Health care automation in Sweden gaining steam
The OECD* crowned Sweden as world leaders in digitalisation in 2018 – a prize well deserved based on a number of metrics.
However, when it comes to digitalisation and automation in health care, we still have work to do. Through automation and integration, we at Medirum hope to see the Swedish health care sector fulfill its goal of becoming a world leader in digitalisation by 2025.
New technologies and ways of working
In Sweden, where our health sector is 90% public funded – the public debate has focused on questions such as cost saving, staffing and wait times. While these concerns are certainly justified, the over focus on them has resulted in discussions centered on problems instead of solutions for a way forward.
Public debate on the health sector is often seen as a positive driver for change through implementation of new technologies and ways of working. In Sweden, however, the public debate has stifled the fostering of automation in the health sector.
A debate focusing on cost control and staffing has resulted in limited innovation budgets, making it hard for decision bodies to launch and invest in projects to address current issues in an alternative and innovative way. When combined, innovative methodologies such as improved workflows, integrated
automation systems and services to hospital information systems increase both the quality of care and efficiency.

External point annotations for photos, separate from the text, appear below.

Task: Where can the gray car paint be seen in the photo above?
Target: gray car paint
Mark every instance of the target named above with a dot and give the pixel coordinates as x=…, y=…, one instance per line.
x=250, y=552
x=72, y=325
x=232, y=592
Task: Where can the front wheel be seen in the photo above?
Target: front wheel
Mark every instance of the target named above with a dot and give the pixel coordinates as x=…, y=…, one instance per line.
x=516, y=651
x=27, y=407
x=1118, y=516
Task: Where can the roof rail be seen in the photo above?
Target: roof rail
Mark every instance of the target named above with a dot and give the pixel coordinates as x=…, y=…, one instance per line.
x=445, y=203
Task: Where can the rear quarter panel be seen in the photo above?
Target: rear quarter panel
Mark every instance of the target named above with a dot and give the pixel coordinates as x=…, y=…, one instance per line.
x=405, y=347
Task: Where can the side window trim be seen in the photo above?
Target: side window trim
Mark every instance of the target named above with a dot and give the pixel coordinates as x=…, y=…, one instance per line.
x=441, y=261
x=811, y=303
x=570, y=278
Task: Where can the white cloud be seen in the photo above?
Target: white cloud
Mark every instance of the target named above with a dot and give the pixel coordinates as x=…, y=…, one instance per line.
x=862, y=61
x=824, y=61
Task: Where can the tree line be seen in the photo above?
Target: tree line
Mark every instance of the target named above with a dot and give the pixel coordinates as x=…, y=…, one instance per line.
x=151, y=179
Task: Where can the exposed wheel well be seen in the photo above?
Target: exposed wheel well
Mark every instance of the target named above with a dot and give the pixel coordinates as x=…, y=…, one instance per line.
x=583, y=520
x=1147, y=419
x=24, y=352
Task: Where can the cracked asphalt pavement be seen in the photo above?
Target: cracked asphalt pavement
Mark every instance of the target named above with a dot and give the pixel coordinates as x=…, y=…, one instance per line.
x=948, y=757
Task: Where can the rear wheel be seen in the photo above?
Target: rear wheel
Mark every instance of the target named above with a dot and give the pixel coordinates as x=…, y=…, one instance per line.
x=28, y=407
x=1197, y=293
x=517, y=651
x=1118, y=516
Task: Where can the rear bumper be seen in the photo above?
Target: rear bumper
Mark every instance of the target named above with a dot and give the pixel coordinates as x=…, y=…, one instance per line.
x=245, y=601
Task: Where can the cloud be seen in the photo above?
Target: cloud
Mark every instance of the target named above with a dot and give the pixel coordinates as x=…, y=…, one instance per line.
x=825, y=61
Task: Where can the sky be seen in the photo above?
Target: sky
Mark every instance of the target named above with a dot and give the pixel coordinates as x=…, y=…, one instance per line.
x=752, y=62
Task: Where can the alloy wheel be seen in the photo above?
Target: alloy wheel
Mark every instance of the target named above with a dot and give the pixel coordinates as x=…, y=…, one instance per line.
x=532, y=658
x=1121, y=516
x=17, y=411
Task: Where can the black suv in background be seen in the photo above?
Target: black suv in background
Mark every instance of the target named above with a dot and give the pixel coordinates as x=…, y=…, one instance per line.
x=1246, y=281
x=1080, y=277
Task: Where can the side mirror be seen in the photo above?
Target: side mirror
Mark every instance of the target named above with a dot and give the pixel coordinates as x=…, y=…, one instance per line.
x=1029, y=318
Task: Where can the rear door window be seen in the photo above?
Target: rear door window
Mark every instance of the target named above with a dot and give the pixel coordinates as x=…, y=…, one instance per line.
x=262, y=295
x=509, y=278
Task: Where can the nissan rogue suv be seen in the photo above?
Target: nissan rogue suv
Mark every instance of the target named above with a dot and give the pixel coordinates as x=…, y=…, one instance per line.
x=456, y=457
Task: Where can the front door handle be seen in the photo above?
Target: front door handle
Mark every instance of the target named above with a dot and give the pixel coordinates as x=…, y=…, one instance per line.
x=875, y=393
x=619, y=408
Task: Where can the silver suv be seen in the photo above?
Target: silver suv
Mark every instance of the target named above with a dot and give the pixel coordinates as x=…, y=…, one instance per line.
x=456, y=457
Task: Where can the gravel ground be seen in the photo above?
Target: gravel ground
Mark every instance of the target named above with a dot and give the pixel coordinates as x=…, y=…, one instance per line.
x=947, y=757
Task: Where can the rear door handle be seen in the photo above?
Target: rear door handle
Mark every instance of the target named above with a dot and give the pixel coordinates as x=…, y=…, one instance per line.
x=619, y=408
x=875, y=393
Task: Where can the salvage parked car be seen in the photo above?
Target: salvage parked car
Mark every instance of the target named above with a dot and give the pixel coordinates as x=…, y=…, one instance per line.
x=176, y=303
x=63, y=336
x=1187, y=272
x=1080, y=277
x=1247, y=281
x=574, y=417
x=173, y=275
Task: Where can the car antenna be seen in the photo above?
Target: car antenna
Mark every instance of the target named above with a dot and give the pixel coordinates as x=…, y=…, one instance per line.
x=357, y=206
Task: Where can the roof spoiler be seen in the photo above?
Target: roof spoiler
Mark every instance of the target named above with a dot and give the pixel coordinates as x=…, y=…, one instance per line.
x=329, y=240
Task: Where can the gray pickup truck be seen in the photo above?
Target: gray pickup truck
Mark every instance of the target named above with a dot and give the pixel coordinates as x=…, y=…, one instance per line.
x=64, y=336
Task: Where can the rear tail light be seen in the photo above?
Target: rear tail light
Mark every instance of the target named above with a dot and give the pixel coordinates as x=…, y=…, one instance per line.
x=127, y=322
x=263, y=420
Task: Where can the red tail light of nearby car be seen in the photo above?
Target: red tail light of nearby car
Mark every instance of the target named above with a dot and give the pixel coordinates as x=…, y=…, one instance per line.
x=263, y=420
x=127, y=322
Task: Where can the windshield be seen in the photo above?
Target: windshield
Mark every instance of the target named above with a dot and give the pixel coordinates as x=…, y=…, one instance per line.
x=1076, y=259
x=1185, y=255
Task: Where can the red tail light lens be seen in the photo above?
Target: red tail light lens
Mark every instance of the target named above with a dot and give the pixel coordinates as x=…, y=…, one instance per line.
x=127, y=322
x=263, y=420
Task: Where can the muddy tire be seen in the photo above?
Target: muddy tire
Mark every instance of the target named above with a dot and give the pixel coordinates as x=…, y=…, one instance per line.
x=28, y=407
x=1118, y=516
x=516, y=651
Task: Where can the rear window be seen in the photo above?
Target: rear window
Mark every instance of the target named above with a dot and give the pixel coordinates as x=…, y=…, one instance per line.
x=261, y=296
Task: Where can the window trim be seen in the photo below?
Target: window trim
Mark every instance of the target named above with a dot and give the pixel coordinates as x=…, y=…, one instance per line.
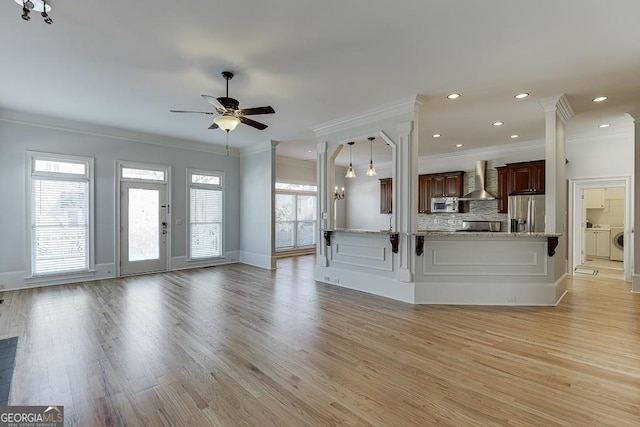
x=295, y=222
x=31, y=157
x=221, y=188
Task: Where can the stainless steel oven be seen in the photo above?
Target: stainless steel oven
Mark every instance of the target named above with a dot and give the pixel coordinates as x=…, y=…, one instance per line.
x=445, y=205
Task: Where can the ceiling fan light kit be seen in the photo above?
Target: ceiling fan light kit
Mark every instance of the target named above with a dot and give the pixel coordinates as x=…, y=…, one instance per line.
x=36, y=6
x=226, y=122
x=228, y=111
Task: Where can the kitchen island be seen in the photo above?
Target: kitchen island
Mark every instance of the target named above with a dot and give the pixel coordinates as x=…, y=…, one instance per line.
x=448, y=267
x=489, y=268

This has created a Catch-22 situation where there is a need to invest in order to develop and innovate our health care sector to address hiccups, but due to all the hiccups investments have been very limited.
We need to be smart
To reach the goal set by the Swedish government for 2025 for digitalisation in Swedish hospitals we need to be smart. This entails including all parties in the health care sector – from us as experts on pharmacy automation and integration in hospitals information systems, and politicians as well as the highest decision-making bodies in our government.
If we are to be world leaders in digitalisation while creating a more sustainable health care system we need to change our way of implementing and taking products to market. We need to shift focus to workflows and new ways of doing routine tasks. In short, we need to stop selling products and focus on the bottlenecks and inefficiencies our automation systems are meant to address.
Undertaking a joint root cause analysis, as we are doing now, is a positive first step. With this, we are getting closer to a higher degree of automation in our health care sector.
Finland is a great example
Finnish hospitals and NewIcon’s cooperation is a great example of how successful a country can be when commercial parties start to drive innovation and develop products and services in collaboration with the end-users. Great clinical results were measured from pharmaceutical automation projects, which helped launch a new era of quality in Finnish health care.
I am confident that Sweden is up for the same challenge. We have, as mentioned earlier, started to discuss automation within the pharmaceutical distribution area. Now what we need is to help all hospitals see the tangible benefits of a closed loop process, supported through automation and traceability.
A dynamic duo
After a slow start, we as a country are getting closer to a health care sector with a high degree of automation. With confidence and strategic thinking, our pharmaceutical automation systems, and strong collaboration with NewIcon and Swedish hospitals we will be a leader in developing our country to deliver a quality of pharmaceutical services with increased patient safety, and improved efficiency.
We have already seen how widely the NewIcon pharmaseutical automation systems has been adopted across the Swedish market. For this reason, I am confident that NewIcon, together with Medirum, will be a dynamic duo in the journey to crown Sweden as world leaders in digitalisation in health care.